Untuk mengetahui teknik pelaporan penyuluhan sosial
BAB
II
PEMBAHASAN
A.
Pencatatan
Pencatatan
yang dimaksud dengan pencatatan adalah kegiatan atau suatu proses
pendokumantasian suatu aktifitas dalam bentuk tulisan. Pencatatan dilakukan
diatas kertas, disket, flashdisk, pita nama dan pita film. Bentuk catatan dapat
berupa tulisan, garafik, gambar dan suara. Dokumentasi tertulis tentang seluruh
kegiatan dari Penyuluh Sosial, antara lain : pertemuan dengan klien, pertemuan
dengan keluarga klien, kunjungan rumah, kontak dengan pihak-pihak terkait,
rapat-rapat/diskusi kasus, pertemuan dengan lembaga/instansi, dan lainnya.[1]
Catatan
yang baik adalah catatan yang akurat, obyektif dan tidak bias, fokus pada
informasi kritis, mutakhir, ditulis dengan baik, terorganisir dan jelas, mendokumentasikan
sumber informasi dengan jelas, memberikan alasan untuk semua keputusan dan dan
tindakan dan mendokumentasikan kesesuaian dengan kebijakan lembaga dan panduan
praktik.
Dalam
suatu pencatatan dalam bidang penyuluhan sosial, kurang lebih didalamnya
mencakup hal-hal seperti berikut :
1.
Identitas Kelompok Sosial Binaan
Identitas adalah suatu ciri-ciri atau tanda-tanda yang melekat pada diri
seorang individu yang menjadi ciri khasnya. Identitas sering dihubungkan dengan
atribut yang disematkan kepada individu yang sebenarnya memiliki sifat majemuk.

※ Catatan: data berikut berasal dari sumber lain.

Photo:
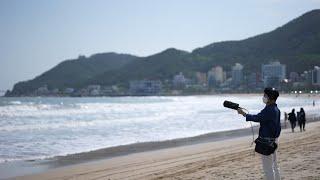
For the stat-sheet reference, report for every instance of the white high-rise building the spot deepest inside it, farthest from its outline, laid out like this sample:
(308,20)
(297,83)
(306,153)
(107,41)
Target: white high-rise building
(273,73)
(316,76)
(237,74)
(215,76)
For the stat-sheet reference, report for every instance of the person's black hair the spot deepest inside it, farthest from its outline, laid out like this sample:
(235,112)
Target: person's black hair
(272,93)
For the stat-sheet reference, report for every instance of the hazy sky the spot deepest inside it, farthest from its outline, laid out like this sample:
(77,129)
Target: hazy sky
(35,35)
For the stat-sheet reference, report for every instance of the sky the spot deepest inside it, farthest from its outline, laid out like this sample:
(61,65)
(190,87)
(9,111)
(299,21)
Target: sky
(36,35)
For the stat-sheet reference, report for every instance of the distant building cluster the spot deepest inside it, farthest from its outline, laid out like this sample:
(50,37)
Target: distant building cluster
(215,80)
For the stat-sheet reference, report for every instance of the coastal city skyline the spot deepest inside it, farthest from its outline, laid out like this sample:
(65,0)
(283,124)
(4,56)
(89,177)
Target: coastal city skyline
(35,44)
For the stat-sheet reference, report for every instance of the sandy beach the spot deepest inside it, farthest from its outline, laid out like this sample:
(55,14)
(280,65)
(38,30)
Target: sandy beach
(299,158)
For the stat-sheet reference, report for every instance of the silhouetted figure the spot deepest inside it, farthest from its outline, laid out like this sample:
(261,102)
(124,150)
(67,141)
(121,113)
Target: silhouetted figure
(301,119)
(292,119)
(285,119)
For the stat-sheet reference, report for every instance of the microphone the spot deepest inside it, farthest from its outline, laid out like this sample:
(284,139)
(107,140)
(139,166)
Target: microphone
(231,105)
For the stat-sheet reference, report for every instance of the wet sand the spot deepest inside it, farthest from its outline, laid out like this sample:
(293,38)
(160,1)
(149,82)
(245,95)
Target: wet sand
(226,158)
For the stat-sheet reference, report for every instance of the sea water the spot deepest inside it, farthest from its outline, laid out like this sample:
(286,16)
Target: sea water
(40,127)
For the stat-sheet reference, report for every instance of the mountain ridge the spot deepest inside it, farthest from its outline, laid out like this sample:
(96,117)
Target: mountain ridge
(296,44)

Secara teoretis, Hakikat identitas adalah sesuatu yang dinamis dan beragam
ekspresi: individu maupun kelompok yang terlibat dalam prosesnya hanyalah
bersifat parsial dan tidak lengkap.
Identitas
sangat sering dibentuk oleh praktik-praktik yang khas dan kejadian-kejadian
yang saling terkait satu dengan lainnya. Dalam kenyataan sehari-hari identitas
dapat berupa pengakuan subjektif yang dijelaskan oleh seseorang atau kelompok
untuk dikenali oleh pihak luar atau pernyataan orang luar yang disematkan
kepada kelompok tersebut. Penyematan pihak luar terhadap suatu kelompok
seringkali tidak sesuai dengan kenyataannya. Penyematan bisa saja terbentuk
atas reduksi hakikat seseorang atau kelompok yang sesungguhnya majemuk.[2]
Sedangkan
identitas sosial merupakan kategorisasi diri dalam hal kelompok, dan lebih
terfokus pada makna yang terkait dalam menjadi anggota kategori sosial, dengan
penekanan yang lebih besar pada identifikasi kelompok, berfokus pada hasil
kognitif seperti ethnosentrisme atau kohesivitas kelompok.[3]
Jadi
identitas kelompok sosial binaan yakni suatu kelompok binaan yang memiliki
suatu ciri khas inti pada kelompoknya, dan lebih terfokus pada makna yang
terkait untuk menjadi anggota kategori sosial yang sedang dibina. Salah satunya
yakni kelompok sosial penyandang disabilitas.
Disabilitas
merupakan suatu ketidakmampuan tubuh dalam melakukan suatu aktifitas atau
kegiatan tertentu sebagaimana orang normal pada umumnya yang disebabkan oleh
kondisi ketidakmampuan dalam hal fisiologis, psikologis dan kelainan struktur
atau fungsi anatomi. Dahulu disabilitas lebih dikenal oleh masyarakat dengan
sebutan penyandang cacat.
Penyandang
disabilitas merupakan orang yang mempunyai keterbatasan mental, fisik,
intelektual maupun sensorik yang dialami dalam jangka waktu lama. Ketika
penyandang disabilitas berhadapan dengan hambatan maka hal itu akan menyulitkan
mereka dalam berpartisipasi penuh dan efektif dalam kehidupan bermasyarakat
berdasarkan kesamaan hak.[4]
2.
Data Anggota Kelompok Binaan
Kelompok binaan dalam penyandang disabilitas yang berada di daerah
Kota Bandung diantaranya :
a.
Penyandang Cacat Fisik
1) Tuna Netra, berarti
kurang penglihatan. Keluarbiasaan ini menuntut adanya pelayanan khusus sehingga
potensi yang dimiliki oleh para tuna netra dapat berkembang secara optimal.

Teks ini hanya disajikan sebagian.